Par Nimrod Raphaeli *
Le gouvernement du président iranien Hassan Rohani a soumis au Majlis (Parlement) un projet de budget pour l’exercice fiscal mars 2017-mars 2018 totalisant l’équivalent de 99,7 milliards de dollars. Ce budget envisage une croissance des dépenses de 13,9 % par rapport à l’année précédente, avec une forte augmentation de 39 %, soit 10,3 milliards de dollars, des fonds consacrés à la Défense, et notamment une augmentation considérable du budget du Corps des Gardiens de la Révolution islamique (CGRI).

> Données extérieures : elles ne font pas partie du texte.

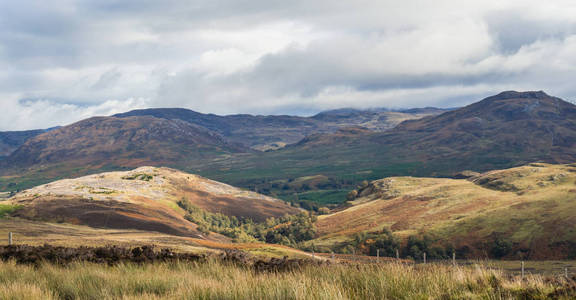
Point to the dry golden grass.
(40, 233)
(217, 280)
(527, 205)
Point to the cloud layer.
(73, 59)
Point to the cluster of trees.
(415, 246)
(287, 230)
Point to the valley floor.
(218, 280)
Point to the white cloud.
(268, 56)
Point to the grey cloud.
(95, 54)
(515, 29)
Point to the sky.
(62, 61)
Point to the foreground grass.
(217, 280)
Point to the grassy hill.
(520, 212)
(146, 198)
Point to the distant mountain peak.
(521, 95)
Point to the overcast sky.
(62, 61)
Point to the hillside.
(108, 143)
(11, 140)
(177, 138)
(276, 131)
(145, 199)
(502, 131)
(528, 210)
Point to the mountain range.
(343, 146)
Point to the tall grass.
(218, 280)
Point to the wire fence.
(560, 268)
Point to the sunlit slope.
(145, 198)
(533, 207)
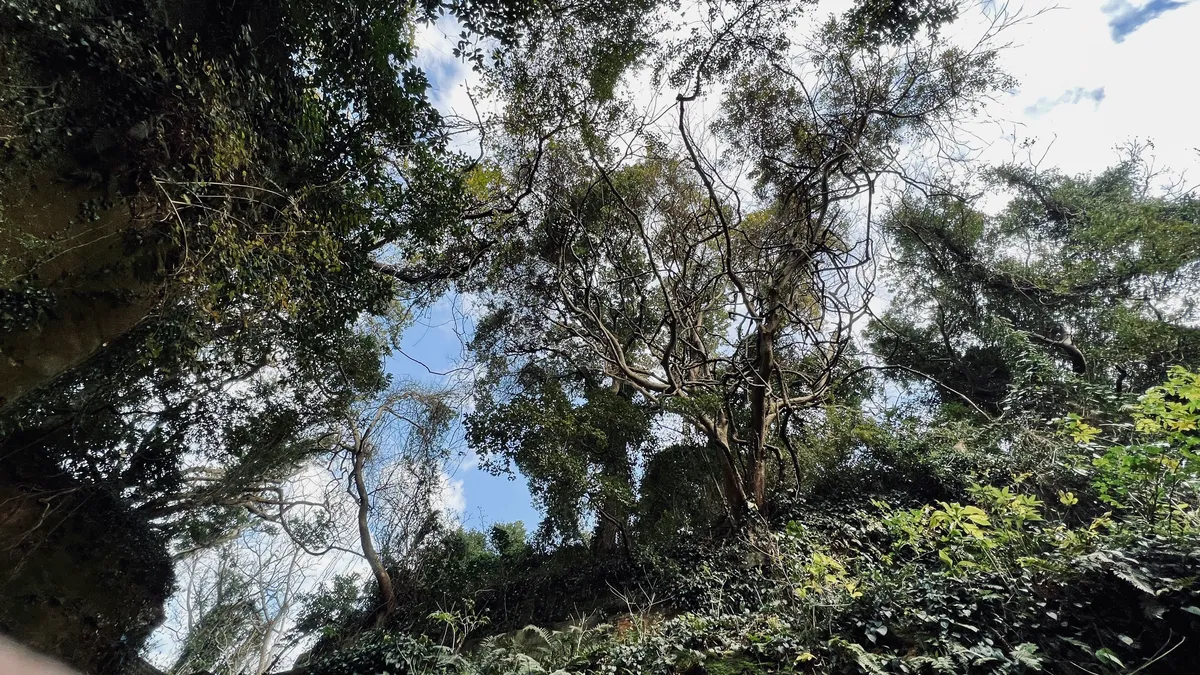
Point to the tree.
(1075, 294)
(393, 457)
(730, 303)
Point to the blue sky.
(431, 352)
(1093, 73)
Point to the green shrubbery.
(1011, 578)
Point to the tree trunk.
(387, 605)
(99, 290)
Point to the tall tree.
(726, 300)
(1092, 275)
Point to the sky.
(1092, 75)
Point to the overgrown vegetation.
(795, 389)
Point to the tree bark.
(387, 605)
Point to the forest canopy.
(797, 381)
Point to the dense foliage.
(789, 396)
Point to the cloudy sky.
(1092, 73)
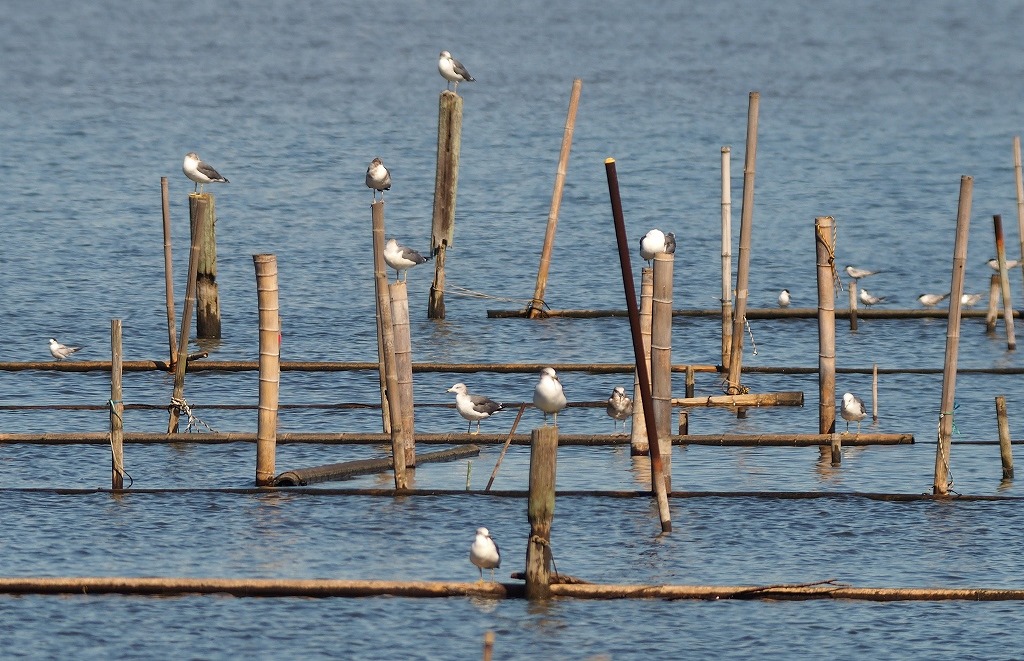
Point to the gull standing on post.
(200, 172)
(548, 395)
(378, 178)
(453, 71)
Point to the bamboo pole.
(117, 410)
(541, 511)
(743, 262)
(207, 299)
(825, 252)
(536, 308)
(445, 187)
(168, 272)
(269, 366)
(1008, 309)
(726, 255)
(1006, 451)
(941, 483)
(657, 475)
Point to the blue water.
(869, 112)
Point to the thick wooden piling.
(445, 187)
(541, 510)
(536, 308)
(269, 367)
(743, 261)
(940, 485)
(1006, 451)
(825, 252)
(403, 366)
(207, 299)
(117, 409)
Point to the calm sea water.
(870, 112)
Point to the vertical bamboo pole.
(445, 187)
(940, 486)
(1008, 308)
(726, 255)
(117, 409)
(541, 510)
(638, 430)
(660, 359)
(168, 272)
(657, 475)
(1006, 451)
(743, 262)
(269, 366)
(536, 308)
(207, 300)
(392, 394)
(825, 251)
(403, 366)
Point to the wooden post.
(743, 262)
(207, 301)
(1006, 452)
(168, 273)
(536, 308)
(541, 510)
(660, 358)
(638, 430)
(1008, 308)
(390, 390)
(825, 251)
(445, 186)
(726, 256)
(403, 366)
(940, 486)
(269, 367)
(117, 409)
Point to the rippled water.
(870, 113)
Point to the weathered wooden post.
(445, 186)
(117, 409)
(541, 510)
(940, 485)
(207, 300)
(269, 366)
(536, 308)
(825, 251)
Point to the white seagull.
(378, 177)
(620, 407)
(473, 407)
(60, 351)
(200, 172)
(484, 553)
(453, 71)
(548, 395)
(401, 258)
(853, 409)
(857, 273)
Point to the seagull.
(200, 172)
(853, 409)
(620, 406)
(866, 298)
(473, 407)
(401, 258)
(484, 553)
(548, 395)
(378, 177)
(60, 351)
(453, 71)
(931, 300)
(857, 273)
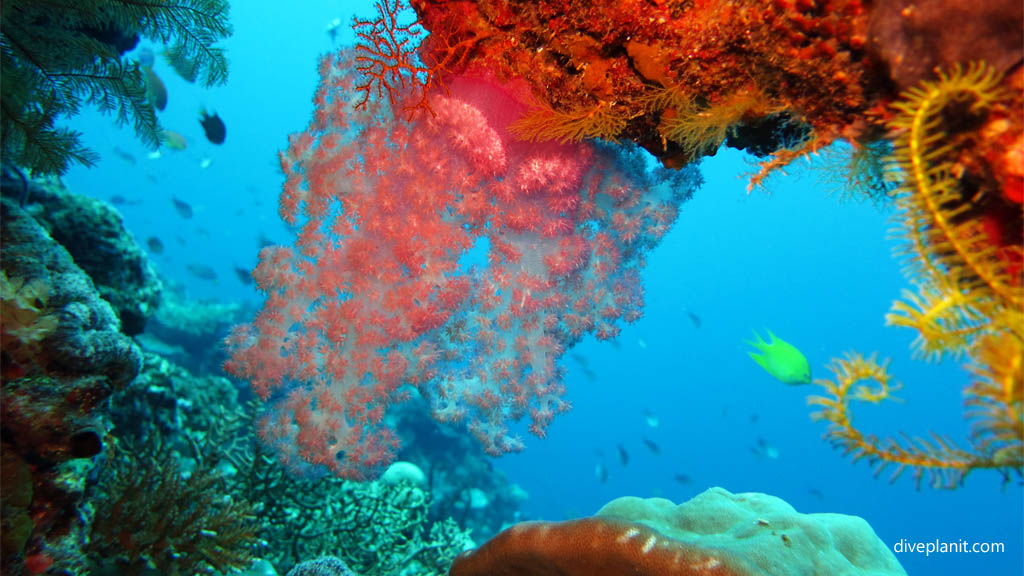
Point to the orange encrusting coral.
(590, 547)
(969, 298)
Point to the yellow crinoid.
(968, 300)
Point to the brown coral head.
(590, 546)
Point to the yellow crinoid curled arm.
(963, 283)
(544, 123)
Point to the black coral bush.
(57, 55)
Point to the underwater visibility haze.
(508, 288)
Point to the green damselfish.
(780, 359)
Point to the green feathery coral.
(58, 55)
(968, 302)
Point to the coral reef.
(717, 533)
(148, 516)
(967, 269)
(64, 355)
(328, 566)
(93, 234)
(379, 529)
(374, 297)
(54, 64)
(463, 481)
(201, 423)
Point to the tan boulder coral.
(717, 533)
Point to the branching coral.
(56, 56)
(150, 516)
(993, 401)
(969, 300)
(543, 123)
(965, 285)
(388, 62)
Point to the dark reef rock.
(93, 234)
(64, 355)
(913, 38)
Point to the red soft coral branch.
(375, 298)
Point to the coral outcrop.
(717, 533)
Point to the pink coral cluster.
(384, 291)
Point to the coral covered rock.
(64, 356)
(716, 533)
(93, 234)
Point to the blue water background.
(794, 259)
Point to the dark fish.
(244, 275)
(694, 319)
(156, 245)
(332, 30)
(765, 450)
(650, 445)
(214, 127)
(119, 200)
(184, 210)
(155, 89)
(124, 155)
(202, 272)
(624, 456)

En dépit des conflits politiques, économiques et sociaux entre le gouvernement de Rohani et le CGRI, la politique étrangère est étroitement coordonnée par les deux instances. Lors de son accession au pouvoir, le gouvernement de Rohani a déclaré que ses deux priorités essentielles étaient la réforme de l’économie du pays, et la conclusion d’un accord avec l’Occident sur le programme nucléaire. Le gouvernement n’a montré aucune objection au rôle du CGRI, force militaire puissante placée sous l’autorité du Guide suprême, en matière de politique régionale, et notamment en Syrie et en Irak. Une branche du CGRI, la Brigade de la Force Qods, commandée par le général Qassem Soleimani, est responsable de la diffusion des activités subversives, et souvent terroristes, au Moyen-Orient et ailleurs.

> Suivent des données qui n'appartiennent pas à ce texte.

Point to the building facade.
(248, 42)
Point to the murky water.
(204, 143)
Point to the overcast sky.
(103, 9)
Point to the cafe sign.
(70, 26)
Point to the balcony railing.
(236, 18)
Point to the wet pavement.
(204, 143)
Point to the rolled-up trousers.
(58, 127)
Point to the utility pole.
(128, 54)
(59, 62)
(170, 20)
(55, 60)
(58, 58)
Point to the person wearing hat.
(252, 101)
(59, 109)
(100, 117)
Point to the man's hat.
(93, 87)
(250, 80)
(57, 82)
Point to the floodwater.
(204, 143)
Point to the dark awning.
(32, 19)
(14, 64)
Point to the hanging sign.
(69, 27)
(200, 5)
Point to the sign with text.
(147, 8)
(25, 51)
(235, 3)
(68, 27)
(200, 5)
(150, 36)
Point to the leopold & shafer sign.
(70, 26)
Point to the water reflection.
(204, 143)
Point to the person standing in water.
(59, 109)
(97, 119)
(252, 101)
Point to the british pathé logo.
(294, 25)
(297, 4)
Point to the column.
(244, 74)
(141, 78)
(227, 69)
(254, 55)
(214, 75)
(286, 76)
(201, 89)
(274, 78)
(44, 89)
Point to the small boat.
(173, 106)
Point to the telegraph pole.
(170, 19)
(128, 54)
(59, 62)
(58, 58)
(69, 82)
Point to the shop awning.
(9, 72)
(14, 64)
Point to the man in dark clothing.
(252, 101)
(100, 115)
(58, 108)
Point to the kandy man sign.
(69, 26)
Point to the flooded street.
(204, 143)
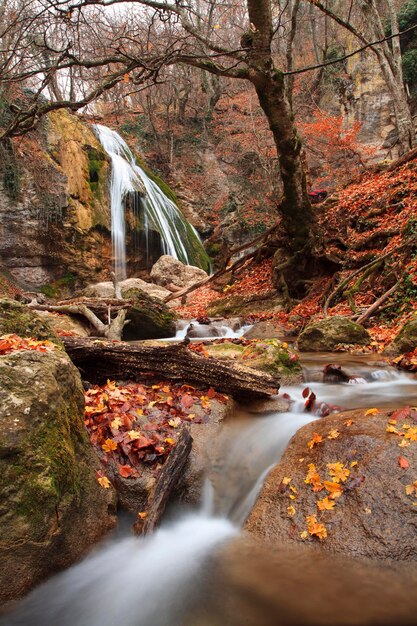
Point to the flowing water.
(161, 580)
(130, 183)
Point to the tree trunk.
(99, 360)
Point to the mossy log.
(166, 481)
(100, 359)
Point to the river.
(161, 580)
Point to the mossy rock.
(149, 318)
(406, 340)
(245, 305)
(19, 319)
(266, 356)
(52, 507)
(324, 335)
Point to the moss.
(19, 319)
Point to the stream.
(159, 580)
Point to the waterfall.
(130, 183)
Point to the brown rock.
(374, 518)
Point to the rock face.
(267, 356)
(148, 318)
(19, 319)
(106, 289)
(170, 271)
(406, 340)
(324, 335)
(373, 517)
(52, 507)
(56, 223)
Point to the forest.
(208, 312)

La croissance du budget de la Défense de l’Iran
Au total, le budget de la Défense iranien a augmenté de 6 milliards de dollars en 2013, sous la présidence de Mahmoud Ahmadinejad, à 8 milliards de dollars en 2014, et plus de 10 milliards de dollars pour la prochaine année fiscale. Toutefois, la partie du budget militaire destinée au CGRI a enregistré une hausse bien supérieure à celle du budget militaire dans son ensemble. La partie du budget affectée aux Gardiens de la Révolution, qui était de 3,3 milliards de dollars en 2013, a en effet augmenté à 6 milliards de dollars en 2015, puis diminué à 4,5 milliards en 2016 avant d’augmenter à nouveau de 53 %, pour atteindre 6,9 milliards de dollars en 2017, ce qui représente 77 % du budget total de la Défense. En fait, sous la présidence Rohani, les montants totaux alloués à l’armée, au CGRI, à l’Organisation pour la mobilisation des Opprimés (Basidji) et à l’état-major des forces armées ont augmenté à presque 80 %, depuis que Rohani a assumé la présidence à la mi-2013.

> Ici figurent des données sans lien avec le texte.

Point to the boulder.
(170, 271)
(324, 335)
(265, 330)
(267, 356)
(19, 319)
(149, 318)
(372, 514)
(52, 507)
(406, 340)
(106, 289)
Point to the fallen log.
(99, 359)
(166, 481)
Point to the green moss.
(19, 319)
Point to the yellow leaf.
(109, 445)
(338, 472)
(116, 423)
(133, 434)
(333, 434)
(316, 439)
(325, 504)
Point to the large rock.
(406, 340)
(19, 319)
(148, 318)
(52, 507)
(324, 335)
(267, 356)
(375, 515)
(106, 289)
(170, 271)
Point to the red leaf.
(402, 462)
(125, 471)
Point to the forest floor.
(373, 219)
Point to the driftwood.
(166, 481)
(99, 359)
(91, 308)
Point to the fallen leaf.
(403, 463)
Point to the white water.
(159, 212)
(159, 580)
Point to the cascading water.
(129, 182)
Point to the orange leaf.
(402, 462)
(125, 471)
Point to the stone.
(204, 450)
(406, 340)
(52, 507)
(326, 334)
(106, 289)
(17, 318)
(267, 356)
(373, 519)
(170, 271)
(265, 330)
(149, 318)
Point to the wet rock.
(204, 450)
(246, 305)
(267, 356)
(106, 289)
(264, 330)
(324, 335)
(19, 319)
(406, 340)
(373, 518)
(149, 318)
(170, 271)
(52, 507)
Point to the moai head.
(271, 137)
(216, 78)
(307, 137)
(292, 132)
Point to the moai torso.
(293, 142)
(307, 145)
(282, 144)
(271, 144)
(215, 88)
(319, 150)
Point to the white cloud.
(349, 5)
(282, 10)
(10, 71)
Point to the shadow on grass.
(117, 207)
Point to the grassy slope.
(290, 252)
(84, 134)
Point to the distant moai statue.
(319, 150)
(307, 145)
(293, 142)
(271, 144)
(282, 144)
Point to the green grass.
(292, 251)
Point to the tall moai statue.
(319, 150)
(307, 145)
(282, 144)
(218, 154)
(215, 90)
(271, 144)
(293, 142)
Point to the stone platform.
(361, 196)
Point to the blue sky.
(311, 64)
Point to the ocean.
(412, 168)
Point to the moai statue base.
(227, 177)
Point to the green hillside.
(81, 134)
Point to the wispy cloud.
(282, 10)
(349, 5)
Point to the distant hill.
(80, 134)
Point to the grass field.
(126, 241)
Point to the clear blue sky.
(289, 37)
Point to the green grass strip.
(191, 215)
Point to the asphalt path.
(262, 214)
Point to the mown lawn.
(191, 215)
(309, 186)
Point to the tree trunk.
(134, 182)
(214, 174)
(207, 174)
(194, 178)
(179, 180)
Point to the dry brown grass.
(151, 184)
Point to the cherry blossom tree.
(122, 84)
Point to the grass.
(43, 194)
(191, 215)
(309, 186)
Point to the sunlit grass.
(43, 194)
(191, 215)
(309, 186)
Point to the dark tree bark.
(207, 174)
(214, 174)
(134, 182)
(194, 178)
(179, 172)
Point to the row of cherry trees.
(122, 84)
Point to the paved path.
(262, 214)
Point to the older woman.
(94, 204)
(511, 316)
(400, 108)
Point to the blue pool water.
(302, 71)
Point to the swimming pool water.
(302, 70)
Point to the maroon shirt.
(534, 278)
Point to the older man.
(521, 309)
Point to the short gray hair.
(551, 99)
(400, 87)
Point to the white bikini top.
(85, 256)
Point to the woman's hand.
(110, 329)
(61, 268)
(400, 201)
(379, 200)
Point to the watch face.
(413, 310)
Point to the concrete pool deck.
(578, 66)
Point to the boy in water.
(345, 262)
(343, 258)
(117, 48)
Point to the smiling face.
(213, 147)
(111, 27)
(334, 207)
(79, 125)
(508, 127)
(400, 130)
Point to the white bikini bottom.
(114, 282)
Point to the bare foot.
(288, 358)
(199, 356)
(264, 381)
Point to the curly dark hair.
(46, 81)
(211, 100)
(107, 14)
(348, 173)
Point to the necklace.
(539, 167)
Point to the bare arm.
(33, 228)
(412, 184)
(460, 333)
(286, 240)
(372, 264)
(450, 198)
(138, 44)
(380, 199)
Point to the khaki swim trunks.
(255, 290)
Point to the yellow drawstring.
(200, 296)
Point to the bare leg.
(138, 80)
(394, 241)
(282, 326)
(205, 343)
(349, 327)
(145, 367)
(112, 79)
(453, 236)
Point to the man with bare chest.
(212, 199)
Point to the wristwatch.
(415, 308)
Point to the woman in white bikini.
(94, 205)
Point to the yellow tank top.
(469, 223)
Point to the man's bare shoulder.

Outre sa part dominante du budget de la Défense nationale, le CGRI tire ses revenus considérables de son contrôle de l’énergie, de la construction, de la banque et du marketing (ainsi que des activités de contrebande). La plupart de ces activités économiques sont menées par une société dénommée Khatam Al-Anbiya (« le Sceau du Prophète ») créée par le Guide suprême Ali Khamenei à la fin des années 1980, en tant qu’arme économique du CGRI. Avec le retrait des principales compagnies pétrolières comme la Shell Oil (britannico-hollandaise) et Total (française) du secteur pétrolier iranien, qui a fait suite aux sanctions internationales, la propriété des champs de pétrole et de gaz, laissée vacante par ces compagnies, a été transférée à Khatam Al-Anbiya.[1]
Le destin ultime des fonds transférés par les Etats-Unis à l’Iran
En cherchant à renforcer la politique de rapprochement avec l’Iran, l’administration Obama (par le biais de son Département du Trésor) a subrepticement transféré au gouvernement de Rohani, en deux tranches et en espèces, un total de 1,7 milliard de dollars, soi-disant à titre d’intérêts cumulés des dépôts iraniens, effectués sous le régime du Shah, avant la révolution de 1979, pour l’acquisition d’armes américaines.
Une hypothèse communément admise veut que l’argent soit fongible. Si on ne peut établir que les fonds transférés par les Etats-Unis sont allés directement dans le budget élargi de la défense, ils ont au minimum permis au gouvernement de libérer un montant égal pour des postes de la défense. Il vaut la peine d’observer que l’augmentation du budget proposé pour la Défense en 2017 est environ égale au montant transféré par les Etats-Unis. Quelle que soit la source de cette augmentation du budget de la Défense, le CGRI disposera d’amples ressources pour développer ses activités néfastes au-delà des frontières de la République islamique.
* Nimrod Raphaeli est analyste émérite à MEMRI.